Bougonneries linguistico-orwelliennes
Alors que j’étais en quête d’une citation traduite, j’ai remis la main il y a quelques jours sur À ma guise – Chroniques 1943-1947, un recueil de 80 articles rédigés par George Orwell pour l’hebdomadaire Tribune en son temps.
Trou noir, je ne me souviens pas avoir lu ce bouquin, pourtant paru il n’y a pas si longtemps que ça (en 2008), mais je constate que j’y avais corné des pages qui, je suppose, m’avaient paru intéressantes en cette ère pré-Piles (mais contemporaine du lancement d’une certaine compagnie d’assurances spécialisée dans la vente sur Internet) (y a pas à tortiller, voyons-y un hommage de Groupama à Orwell, si si, forcément) (et oui, je corne les pages, et alors ?). De fait, ce petit volume dense et éclectique comporte pas mal de râleries réflexions sur la langue – l’évolution de l’anglais, l’influence de l’américain, l’utilisation de métaphores obsolètes dans la presse, la réforme de l’orthographe, la traduction des textes marxistes, etc., et en filigrane, bien des signes annonciateurs de la novlangue de 1984. On y trouve aussi beaucoup d’autres articles intéressants sur des sujets divers (la guerre en cours, bien sûr, mais aussi le nationalisme, les rosiers, la BBC, la presse de l’époque, Jack London et les coutumes matrimoniales babyloniennes, si si), ce qui n’est que moyennement étonnant venant d’Orwell. C’est ça qui est bien avec les auteurs qu’on aime d’amoûûûr : on n’est jamais déçu, même à la relecture et même quand on ne se souvient plus de la première lecture.

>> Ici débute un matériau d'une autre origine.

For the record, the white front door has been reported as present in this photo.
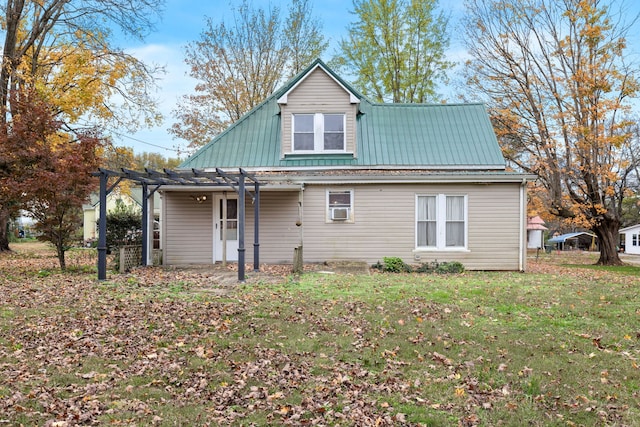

Du coup je ne résiste pas à l’envie de scanner l’une de ces chroniques au titre alléchant : « La politique et la langue : les métaphores mortes et les injures mal traduites ». Ne me remercie pas, lecteur débordant de reconnaissance de ce blog, je sais que tu rêvais d’une fin de semaine orwellienne.
(Version .pdf ici, peut-être plus agréable à lire.)
À retrouver, donc, aux pages 112-116 de À ma guise – Chroniques 1943-1947, George Orwell, traduction Frédéric Cotton et Bernard Hoepffner, éditions Agone 2008. Un excellent recueil que votre blogueuse amnésique mais dévouée ne peut que vous recommander chaudement (de quoi on parlait, déjà ?).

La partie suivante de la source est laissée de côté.